Accumulating evidence has demonstrated that the immune cells have an emerging role in controlling anti-tumor immune responses and tumor progression. The comprehensive role of mast cell in glioma has not been illustrated yet. In this study, 1,991 diffuse glioma samples were collected from The Cancer Genome Atlas (TCGA) and the Chinese Glioma Genome Atlas (CGGA). xCell algorithm was employed to define the mast cell-related genes. Based on mast cell-related genes, gliomas were divided into two clusters with distinct clinical and immunological characteristics. The survival probability of cluster 1 was significantly lower than that of cluster 2 in the TCGA dataset, three CGGA datasets, and the Xiangya cohort. Meanwhile, the hypoxic and metabolic pathways were active in cluster 1, which were beneficial to the proliferation of tumor cells.
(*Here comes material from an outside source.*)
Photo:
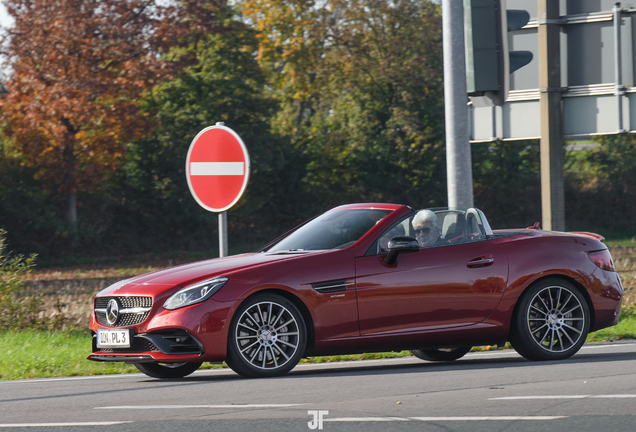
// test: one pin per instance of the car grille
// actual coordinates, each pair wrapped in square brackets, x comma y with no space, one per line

A potent prognostic model based on mast cell was constructed. Via machine learning, DRG2 was screened out as a characteristic gene, which was demonstrated to predict treatment response and predict survival outcome in the Xiangya cohort. In conclusion, mast cells could be used as a potential effective prognostic factor for gliomas.

Automated summary

This study suggests that mast cells play a potential effective prognostic factor in gliomas. Using mast cell-related genes, gliomas can be divided into clusters with distinct clinical and immunological characteristics, and cluster 1 has significantly lower survival probability than cluster 2. Additionally, the hypoxic and metabolic pathways are active in cluster 1, promoting tumor cell proliferation. By constructing a prognostic model and using machine learning, DRG2 was identified as a characteristic gene that can predict treatment response and survival outcome.